Kawasan pesisir Kota Makassar, selain memiliki permasalahan banjir dan kenaikan
muka air laut, juga memiliki isu lain terkait dengan degradasi lingkungan.
Menciptakan kota yang tangguh (urban resilience) dengan pendekatan naturebased solution sangat diperlukan karena ancaman bencana dengan dampak yang
besar dapat mengancam masyarakat lokal dan kerusakan lingkungan. Tujuan dari
penelitian ini adalah untuk mengkaji alokasi spasial nature-based solution berbasis
konsep urban resilience menggunakan metode planning support system sebagai
upaya untuk menciptakan Kota Makassar yang resilience terhadap berbagai macam
bencana. Penelitian ini secara umum menggunakan pendekatan metode penelitianii
campuran Mixed-Methods Research (MMR) yang mengtriangulasikan pendekatan
kuantitatif dan kualitatif. Pada penelitian ini, proses pengumpulan data dilakukan
secara primer dan sekunder. Pengumpulan data primer dilakukan melalui observasi
dan wawancara, sedangkan untuk pengumpulan data sekunder dilakukan melalui
observasi literatur yang dilakukan secara komprehensif. Metode analisis yang
digunakan pada penelitian ini diantaranya; analisis hierarkir proses (AHP), analisis
konten, analisis overlay intersect spasial dan analisis fishnet grid. Hasil penelitian
ini menunjukkan bahwa faktor tantangan sosial yang prioritas untuk ditangani di
Kota Makassar berdasarkan hierarkinya adalah disaster risk reduction dengan bobot
0,376 (37,6%), water security dengan bobot 0,176 (17,6%) dan climate changes
dengan bobot 0,165 (16,5%).

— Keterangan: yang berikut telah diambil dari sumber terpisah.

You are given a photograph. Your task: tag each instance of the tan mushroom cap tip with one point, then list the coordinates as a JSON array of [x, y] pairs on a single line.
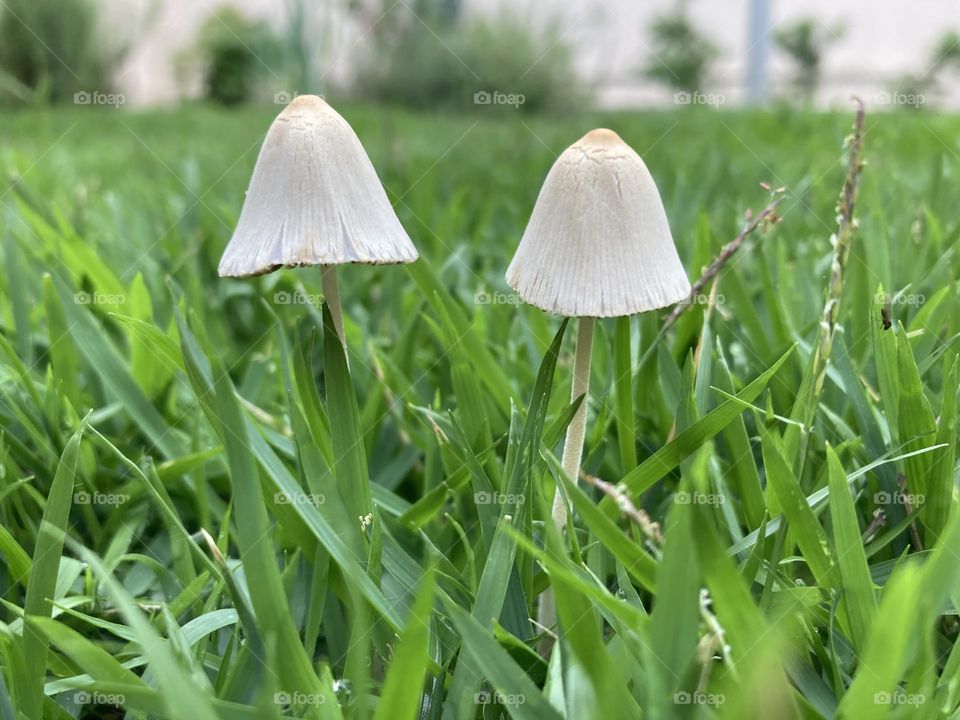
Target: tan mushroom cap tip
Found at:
[[601, 137], [598, 243], [314, 199]]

Adapun faktor turunan dari prioritas tantangan sosial
tersebut dilakukan analisis AHP iterasi kedua dengan faktor dan hierarkinya
sebagai berikut; banjir dengan bobot 0,396 (39,6%), krisis air bersih dengan bobot
0,228 (22,8%), kenaikan muka air laut dengan bobot 0,166 (16,6%), peningkatan
suhu panas perkotaan dengan bobot 0,146 (14,6%) dan polusi udara dengan bobot
0,064 (06,4%). Untuk mengatasi tantangan sosial tersebut penulis menggunakan 17
tipe green infrastructure dan 6 tipe natural infrastructure, di antaranya; bioswale,
constructed wetland, dry pond, ecosystem planning, filter strip, green roof, green
wall, hedgerow, perforated pipe, permeable pavement, rain garden and
bioretention, rain harvesting, ripparian buffer, soakways, tree canopy expansion,
wet stromwater pond, xeriscaping, forest conservation, water harvesting, wetlands
restoration or conservation, constructing wetlands, riparian buffer, mangrove
restoration or conservation. Dari 23 jenis elemen NbS dari green infrastructure dan
natural infrastructure tersebut dialokasikan di setiap kode zona perencanaan pada
masing-masing sel grid kesesuaian dan prioritas skala mikro. Berdasarkan peta
alokasi elemen NbS pada sel grid kesesuaian dan prioritas terdapat 9 cluster zona
perencanaan NbS yang terbagi menjadi zona perencanaan kawasan budidaya (kode
B) dan zona perencanaan kawasan lindung (kode L), ke-9 cluster tersebut
diantaranya; zona B1 perumahan permukiman, zona B2 jaringan jalan, zona B4
pemerintahan perkantoran komersil, zona B5 CBD, zona B6 kawasan
pengembangan baru, zona B7 agrikultur, zona L1 sempadan sungai, zona L2
dataran basah/ banjir, dan zona L3 kawasan pesisir. Strategi lokasi alokasi spasial
NbS terhadap Rencana Tata Ruang Wilayah Kota Makassar terdiri dari 3
pendekatan strategi yakni; strategi protection, enhancement dan creation of new
NbS. Berdasarkan hasil analisis terdapat 8 strategi protection, 14 strategi
enhancement dan 28 strategi creating of new NbS. Adapun strategi NbS terhadap
Rencana Tata Ruang Wilayah Kota Makassar terdiri dari; 8 strategi protection, 14
strategi enhancement dan 28 strategi creating of new NbS yang tersebar di 8
(delapan) kecamatan. Kecamatan dengan alokasi spasial NbS terluas adalah
Kecamatan Tamalanrea dengan luas 1137.22 ha. Persentase luasan (ha) NbS
berdasarkan kode zonasi yang tertinggi adalah kode L2 dengan persentase 40%
(953.75 ha). Persentase luasan (ha) NbS terhadap luas total Kota Makassar adalah
7.27% (2418.10 ha) yang artinya alokasi spasial NbS akan menyumbang luasan
RTH Kota Makassar sebesar 7.27%. atau seluas 2418.10 ha.